Michael Goldverg from BNY Mellon presented on their journey with automating processes within the bank across thousands of people in multiple business departments. They needed to deal with interdependencies between departments, variations due to account/customer types, SLAs at the departmental and individual level, and thousands of daily process instances.
They use the approach of a single base model with thousands of variations – the “super model” – where the base model appears to include smaller ad hoc models (mostly snippets surrounding a single task that were initially all manual operations) that are assembled dynamically for any specific type of process. Sort of an accidental case management model at first glance, although I’d love to get a closer look at their model. There was a question about the number of elements in their model, which Michael estimated as “three dozen or so” tasks and a similar number of gateways, but can’t share the actual model for confidentiality reasons.
They have a deployment architecture that allows for multiple clusters accessing a single operational database, where each cluster could have a unique version of the process model. Applications could then be configured to select the server cluster – and therefore the model version – at runtime, allowing for multiple models to be tested in a live environment. There’s also an automated process instance migration service that moves the live process instances if the old and new process models are not compatible. Their model changes constantly, and they update the production model at least once per week.
They’ve had to deal with optimistic locking exceptions (fairly common when you have a lot of parallel gateways and multiple instances of the engine) by introducing their own external locking mechanism, and by offloading some of this to the Camunda JobExecutor using asynchronous continuations although that can cause a hit on performance. The hope is that this will be resolved when they move to the V8 engine – V8 doesn’t rely on a single relational database and is also highly distributed by design.
They run 50-100k transactions per day, and have hundreds of millions of tasks in the history database. They manage this with aggressive cleaning of the history database – currently set to 60 days – by archiving the task history as PDFs in their content management system where it’s discoverable. They are also very careful about the types of queries that they allow directly on the Camunda database, since a single poorly-constructed search can bring the database to its knees: this is why Camunda, like other vendors, discourage the direct querying of their database.

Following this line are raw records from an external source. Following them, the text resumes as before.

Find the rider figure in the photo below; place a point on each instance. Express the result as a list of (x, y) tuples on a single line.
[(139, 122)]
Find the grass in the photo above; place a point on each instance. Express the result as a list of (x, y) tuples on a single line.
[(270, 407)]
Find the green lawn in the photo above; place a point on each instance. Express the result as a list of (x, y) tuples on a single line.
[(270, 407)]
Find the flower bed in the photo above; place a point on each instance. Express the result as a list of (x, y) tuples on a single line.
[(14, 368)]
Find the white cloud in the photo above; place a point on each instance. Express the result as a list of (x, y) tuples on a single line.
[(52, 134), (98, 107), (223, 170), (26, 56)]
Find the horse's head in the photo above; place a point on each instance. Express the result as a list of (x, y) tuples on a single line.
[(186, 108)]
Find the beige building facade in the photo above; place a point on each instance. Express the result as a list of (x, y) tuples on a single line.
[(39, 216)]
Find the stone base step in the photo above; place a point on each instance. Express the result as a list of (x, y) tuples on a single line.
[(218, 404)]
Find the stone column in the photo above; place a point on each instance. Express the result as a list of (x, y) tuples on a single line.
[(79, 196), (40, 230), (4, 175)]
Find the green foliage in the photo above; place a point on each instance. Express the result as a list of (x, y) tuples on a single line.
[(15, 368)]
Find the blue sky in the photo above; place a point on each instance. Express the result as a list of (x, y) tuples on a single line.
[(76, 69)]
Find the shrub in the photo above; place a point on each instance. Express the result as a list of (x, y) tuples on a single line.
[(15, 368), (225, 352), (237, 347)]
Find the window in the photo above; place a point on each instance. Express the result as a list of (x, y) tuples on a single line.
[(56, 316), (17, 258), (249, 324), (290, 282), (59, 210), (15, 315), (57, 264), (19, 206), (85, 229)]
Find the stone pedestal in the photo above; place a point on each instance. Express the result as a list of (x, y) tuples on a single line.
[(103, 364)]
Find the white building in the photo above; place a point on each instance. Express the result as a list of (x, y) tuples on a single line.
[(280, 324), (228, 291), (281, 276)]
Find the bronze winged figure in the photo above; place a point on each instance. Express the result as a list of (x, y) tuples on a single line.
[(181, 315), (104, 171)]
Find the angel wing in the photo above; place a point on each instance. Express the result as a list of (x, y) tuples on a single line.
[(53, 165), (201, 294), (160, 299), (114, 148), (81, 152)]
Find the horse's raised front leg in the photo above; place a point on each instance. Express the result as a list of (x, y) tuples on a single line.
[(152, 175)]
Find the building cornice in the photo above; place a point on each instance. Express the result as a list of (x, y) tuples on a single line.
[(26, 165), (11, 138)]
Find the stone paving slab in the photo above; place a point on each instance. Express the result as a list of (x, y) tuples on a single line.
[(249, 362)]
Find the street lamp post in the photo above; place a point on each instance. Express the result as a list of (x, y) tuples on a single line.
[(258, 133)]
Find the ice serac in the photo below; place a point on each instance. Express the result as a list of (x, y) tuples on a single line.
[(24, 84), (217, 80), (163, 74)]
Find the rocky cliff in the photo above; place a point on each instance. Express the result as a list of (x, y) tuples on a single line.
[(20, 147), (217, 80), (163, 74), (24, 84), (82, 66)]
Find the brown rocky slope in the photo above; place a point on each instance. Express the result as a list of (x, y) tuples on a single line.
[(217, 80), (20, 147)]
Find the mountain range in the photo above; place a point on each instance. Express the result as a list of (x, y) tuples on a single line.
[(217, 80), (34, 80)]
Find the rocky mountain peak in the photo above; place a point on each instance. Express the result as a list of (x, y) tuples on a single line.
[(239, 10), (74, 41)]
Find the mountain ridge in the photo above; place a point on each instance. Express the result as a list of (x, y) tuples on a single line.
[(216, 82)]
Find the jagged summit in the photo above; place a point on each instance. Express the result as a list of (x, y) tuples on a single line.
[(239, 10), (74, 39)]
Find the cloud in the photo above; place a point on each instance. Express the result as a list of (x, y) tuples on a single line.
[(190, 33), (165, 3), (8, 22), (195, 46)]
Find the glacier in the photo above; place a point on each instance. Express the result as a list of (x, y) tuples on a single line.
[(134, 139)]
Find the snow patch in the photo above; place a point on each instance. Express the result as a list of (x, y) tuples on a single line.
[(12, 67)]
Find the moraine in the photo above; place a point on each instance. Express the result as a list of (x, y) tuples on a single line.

There are a lot of trade offs to be understood when it comes to performance optimization at this scale. Also some good points about starting your deployment with a more complex configuration, e.g., two servers even if one is adequate, so that you’re not working out the details of how to run the more complex configuration when you’re also trying to scale up quickly. Lots of details in Michael’s presentation that I’m not able to capture here, definitely check out the recorded video later if you have large deployment requirements.